D’autre part comme tu le sais, un projet de décret est en cours d’élaboration. L’instruction administrative des projets (>250 kwc) nécessiterait l’obtention d’un PC pour les centrales, une étude d’impact et une enquête publique.
Bien à toi
Jean-Louis Bianco
Merci de l’intérêt que vous portez à la filière photovoltaïque.

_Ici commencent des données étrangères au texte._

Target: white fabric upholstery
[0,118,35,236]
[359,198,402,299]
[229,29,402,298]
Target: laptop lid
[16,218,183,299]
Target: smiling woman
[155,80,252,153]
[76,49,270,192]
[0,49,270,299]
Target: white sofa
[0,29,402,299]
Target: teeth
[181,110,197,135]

L’implantation des fermes ou centrales solaires photovoltaïques soulève beaucoup de questions, et les priorités que vous mentionnez semblent répondre aux attentes des populations.
je lis tous ces commentaires et me dis que l’on oublie les agriculteurs eux meme,je suis agriculteur en correze,ns constatons une baisse constante de nos revenus ,alors ,personnellement je me tourne vers une diversification,installer une ferme solaire sur un partie de la ferme ds un endroit approprié,pas de vis a vis,et bonne exposition .
Cela devient la seule possibilité pour nous de survivreds nos regions pauvres du centre,si on empeche toutes diversification (bien menée j’entends)possible pour pereniser ce qui reste d’agriculture,les nombreux touristes et residents occasionnels devront acheter des debroussailleuses aux sorties d’autoroutes !!!!!Je conseille a tout boursicoteur d’acheter des actions de la societé STILL !!!
la france etait un pays de liberté,elles nous abandonnent toutes et tous les jours.
Alrivie laurent
Bonjour Jean-Louis,
Je suis heureux d’apprendre que la doctrine en matière d’installation de fermes photovoltaïques a évolué dans un sens plus protecteur des terres agricoles mais comme tu le sais il reste encore beaucoup à faire (Puimichel n’étant qu’un exemple).
Tu sais aussi que j’ai initié la création d’un groupe de travail des socialistes (auquel je dois participer aux côtés de Massete et Morin) pour réfléchir à ces questions.
Il me semble d’ailleurs que les travaux que nous aurons à conduire pourraient notamment induire, peut-être de ta part(?), une proposition de loi visant à réguler la relation existant entre l’installation de ces fermes photovoltaïques (son développement nécessaire), le marché et l’aménagement du territoire (pour l’instant laissé à la pression des marchands).
Pour éclairer le débat et bien montrer qu’il ne s’agit pas d’un « tout contre », je prendrait deux analogies qui pourraient nous aider à réfléchir:
- celle de la création des zones d’entreprises. Le parallèle est clair: une ferme photovoltaïque modifie la destination d’un terrain agricole pour en faire un terrain à vocation industrielle. Dans le cas d’une ZAC les réglementations urbanistiques, économiques et paysagères sont importantes , le maître d’ouvrage est public et le privé n’intervient que dans ce cadre . Pourquoi ne pas prendre modèle sur ce type de démarche qui a l’avantage de permettre un développement économique dans un contexte de maîtrise de l’aménagement du territoire et d’éviter ainsi la main mise du seul marché?
- celle du 20% de logements sociaux par commune ou CC… qui pourrait servir de modèle à une répartition équilibrée sur le territoire des efforts en faveur de la production d’énergie renouvelables… Là encore il faut réfléchir.
Voilà. J’espère que nous pourrons ensemble faire avancer la réglementation dans le bon sens et éviter ainsi les installations anarchiques mais aussi les oppositions systématiques.